Issued from Hacienda Chichen Resort
adjoining Chichén Itzá Ruins in

April 10, 2011

So, two Ruddy Ground-Doves, Columbina talpacoti, were peaceably perched beside one another in the big, dry-season-leafless Cedro tree next to the Church, preening in early morning sunlight, as shown at http://www.backyardnature.net/n/11/110410gd.jpg.

Lots of birds called that morning, but none more loudly, shrilly and sometimes downright nerve- gratingly than the little flocks of Social Flycatchers, Miozetetes similis, who drifted from tree to tree, nervously flitting up then landing again for no apparent reason, excitedly twittering and bickering, like hyperactive little kids -- behavior fairly normal for them. Two or three flycatchers landed in the ground-doves' big Cedro, the female ground-dove appeared to decide that the moment's tranquility had ended and flew away, but the male remained, preening, maybe in macho defiance.

More flycatchers arrived and some began darting at the male, apparently trying to drive him away. If one seemed about to dive, the ground-dove would spread his rufous wings defiantly in a high, broad V as shown at http://www.backyardnature.net/n/11/110410ge.jpg.

He'd hold his wings like that for five to ten seconds, looking around, and only when no one seemed about to attack would he put them down. Presumably the wing-spread defensive behavior makes the bird look larger and less vulnerable. But those flycatchers just wouldn't leave him alone. Again and again they'd dart near, first one on one side, then another from a different direction, and even the local Boat-billed Flycatcher got involved.
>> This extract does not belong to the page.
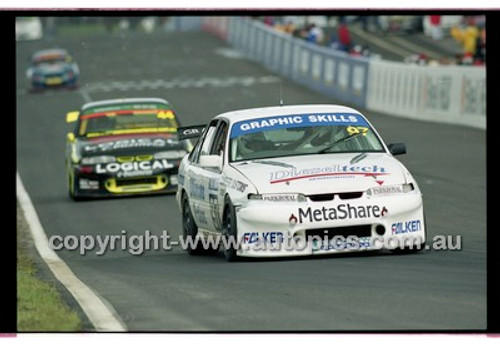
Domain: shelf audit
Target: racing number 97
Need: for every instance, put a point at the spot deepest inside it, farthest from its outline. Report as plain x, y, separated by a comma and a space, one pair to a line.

You can see one flying right at the poor male despite his wings being spread at http://www.backyardnature.net/n/11/110410gf.jpg.

That attack is the one that drove the male away. It all happened so fast I couldn't decide whether actual contact was made, but you can see that the fast-moving flycatcher was well positioned for a blow.

Ground-doves feed mostly on the ground while flycatchers catch flying insects and eat small fruits and such so, really, the two species aren't competing for resources. Why would Nature produce a species like Social Flycatchers, then, who habitually go about, every day, loudly and shrilly antagonizing not only ground-doves but also many other species?

In human society we have the same thing, certain individuals and families habitually and inevitably -- even when there's no reason for it -- stirring things up, bringing confusion and disharmony wherever they go. I wonder: Could it be that in every complex, evolving system there must be, for some mysterious reason, a little random mischief and chaos? Maybe, among birds, humans and other social beings, some disruptive behavior is necessary for society's long-term maintenance.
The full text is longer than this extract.